We might be able to close on this apparent agreement, when you say that, “once contentment is realized it is present exactly as horror, awe, and disgust.”

It’s a question of seeing past the mainstream, happiness-industry’s take on spiritual enlightenment, to recognize how the pessimistic, nontheistic version merges with the perennial insights.

I’m not in favour of all forms of suffering and I don’t mean to defend sadism or anything like that. But there are honourable, perhaps inevitable kinds of suffering that seem to me to characterize an enlightened state of human being, a radical grasp of our existential situation. Blissed-out contentment strikes me as a sign of being duped, as in the Brave New World that reflects the automated happiness of consumers who are addicted to empty, unsustainable pleasures.

Compassion seems to me to be complemented by suffering, since the empathy for others or the admiration for the world’s wholeness will entail suffering on behalf of victims such as fellow human minds or God who falls into a universe-creating trance which would itself be the cause of all suffering.

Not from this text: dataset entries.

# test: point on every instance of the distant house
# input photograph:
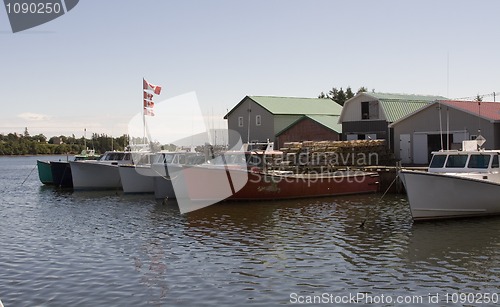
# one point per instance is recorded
(262, 118)
(444, 125)
(368, 115)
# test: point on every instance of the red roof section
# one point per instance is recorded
(485, 109)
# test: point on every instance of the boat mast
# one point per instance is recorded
(143, 117)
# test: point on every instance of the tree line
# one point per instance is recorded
(25, 144)
(339, 95)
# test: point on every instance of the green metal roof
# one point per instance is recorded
(329, 121)
(294, 105)
(396, 109)
(397, 106)
(405, 97)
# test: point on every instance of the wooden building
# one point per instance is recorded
(262, 118)
(368, 115)
(444, 124)
(311, 128)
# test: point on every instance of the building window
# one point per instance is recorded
(365, 110)
(258, 121)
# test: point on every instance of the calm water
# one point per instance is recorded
(64, 248)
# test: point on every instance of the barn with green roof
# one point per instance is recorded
(261, 118)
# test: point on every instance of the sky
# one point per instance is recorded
(84, 69)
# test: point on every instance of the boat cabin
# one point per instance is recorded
(471, 159)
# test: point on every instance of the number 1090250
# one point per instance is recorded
(33, 8)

Towards the end of the Pixar movie Insight Out, there’s a scene that depicts the bittersweet mental state. There’s a kind of elevated, perhaps condescending suffering that’s reserved for enlightened people, I suspect, a dread mixed with joy, awe, and disgust. Whatever the enlightened person’s mentality, I don’t see how it could be purely peaceful or joyful. Such a mentality would lack existential depth.

We can always train ourselves to feel only this or that; we can delude or practically lobotomize ourselves. We can subscribe to this or that ideology and practice this or that lifestyle which in turn sustains a certain emotional range. The defender of each worldview will declare the latter’s superiority to all others, in which case it begs the question to speak of enlightenment. In some sense, there are only kinds of enlightenment.

I think the secular kind I explore is the most profound, but the spiritualist says the same about hers. At least they may meet in the middle when it comes to the radical implications of any elevated, genuinely philosophical or spiritual perspective.

Knowledge condemns. Art redeems. I learned that as an artistic writer who did a doctorate in philosophy. We should try to see the dark comedy in all things.